Quantitative proportions of BLBP+ cells in different tegmental areas of juvenile chum salmon, Oncorhynchus keta, at control and 3 days after traumatic injury to the medulla oblongata (M ± SD), where M is the mean and SD is the standard deviation (n = 5 in each group; ** p ≤ 0.01 and *** p ≤ 0.001—significant differences vs. control groups).

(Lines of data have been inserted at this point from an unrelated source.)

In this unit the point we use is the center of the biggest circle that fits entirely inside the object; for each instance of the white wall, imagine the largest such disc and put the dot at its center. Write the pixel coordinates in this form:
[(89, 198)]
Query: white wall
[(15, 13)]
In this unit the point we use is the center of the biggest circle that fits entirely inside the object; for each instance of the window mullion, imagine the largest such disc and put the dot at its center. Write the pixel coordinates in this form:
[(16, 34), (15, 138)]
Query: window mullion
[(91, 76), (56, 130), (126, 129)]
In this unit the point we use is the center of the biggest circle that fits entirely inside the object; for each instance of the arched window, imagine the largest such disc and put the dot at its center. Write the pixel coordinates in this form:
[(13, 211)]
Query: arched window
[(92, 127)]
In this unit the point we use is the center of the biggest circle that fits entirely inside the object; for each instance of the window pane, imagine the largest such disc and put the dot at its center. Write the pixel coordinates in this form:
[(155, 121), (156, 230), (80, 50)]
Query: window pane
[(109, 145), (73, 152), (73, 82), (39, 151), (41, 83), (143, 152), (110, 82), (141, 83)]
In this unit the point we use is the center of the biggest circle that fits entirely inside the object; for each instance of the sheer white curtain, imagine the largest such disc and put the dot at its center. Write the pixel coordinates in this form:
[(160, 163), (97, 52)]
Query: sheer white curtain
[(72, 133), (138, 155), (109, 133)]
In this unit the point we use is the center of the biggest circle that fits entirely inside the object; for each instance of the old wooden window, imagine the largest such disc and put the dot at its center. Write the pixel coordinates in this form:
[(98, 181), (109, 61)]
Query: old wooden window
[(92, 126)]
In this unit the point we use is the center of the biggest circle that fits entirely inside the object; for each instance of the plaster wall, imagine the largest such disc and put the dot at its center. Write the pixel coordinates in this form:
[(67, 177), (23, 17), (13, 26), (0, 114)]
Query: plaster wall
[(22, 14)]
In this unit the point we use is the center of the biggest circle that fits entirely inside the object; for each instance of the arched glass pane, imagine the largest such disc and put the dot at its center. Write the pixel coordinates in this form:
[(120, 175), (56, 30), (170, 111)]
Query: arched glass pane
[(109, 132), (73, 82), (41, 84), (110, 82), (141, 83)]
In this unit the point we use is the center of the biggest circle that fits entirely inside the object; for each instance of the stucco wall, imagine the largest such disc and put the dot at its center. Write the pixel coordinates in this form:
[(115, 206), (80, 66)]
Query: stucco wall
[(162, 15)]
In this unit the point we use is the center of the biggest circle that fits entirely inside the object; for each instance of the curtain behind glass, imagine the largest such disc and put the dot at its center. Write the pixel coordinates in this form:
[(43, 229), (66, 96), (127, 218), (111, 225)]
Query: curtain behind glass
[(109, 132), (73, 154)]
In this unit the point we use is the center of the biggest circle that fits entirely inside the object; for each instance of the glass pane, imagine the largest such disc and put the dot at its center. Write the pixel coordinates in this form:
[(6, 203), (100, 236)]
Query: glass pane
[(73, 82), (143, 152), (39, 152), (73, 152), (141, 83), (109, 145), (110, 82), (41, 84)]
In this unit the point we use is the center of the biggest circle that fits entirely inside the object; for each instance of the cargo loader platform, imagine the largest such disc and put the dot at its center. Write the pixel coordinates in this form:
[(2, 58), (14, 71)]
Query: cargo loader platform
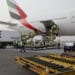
[(46, 65)]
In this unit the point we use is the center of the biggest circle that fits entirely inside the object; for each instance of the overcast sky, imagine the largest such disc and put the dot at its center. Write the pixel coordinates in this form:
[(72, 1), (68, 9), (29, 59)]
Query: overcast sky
[(38, 8)]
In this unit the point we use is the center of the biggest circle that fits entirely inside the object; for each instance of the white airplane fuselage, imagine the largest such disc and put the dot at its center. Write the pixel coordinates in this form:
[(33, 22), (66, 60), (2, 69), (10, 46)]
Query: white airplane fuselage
[(65, 22)]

Student–Newman–Keuls test.

Figure 19

Quantitative proportions of Aro B+ cells in different tegmental areas of juvenile chum salmon, Oncorhynchus keta, at control and 3 days after traumatic injury to the medulla oblongata (M ± SD), where M is the mean and SD is the standard deviation (n = 5 in each group; ** p ≤ 0.01 and *** p ≤ 0.001—significant differences vs. control groups). Student–Newman–Keuls test.

Figure 20

Negative controls (representative sections) in the tegmentum of juvenile chum salmon, Oncorhynchus keta. (A) IHC labeling of BLBP in the rostro-medial tegmentum. (B) IHC labeing of aromatase B in the rostro-lateral tegmentum. The red inset in the pictogram shows the respective zone in the micrograph. Scale bar: 100 μm.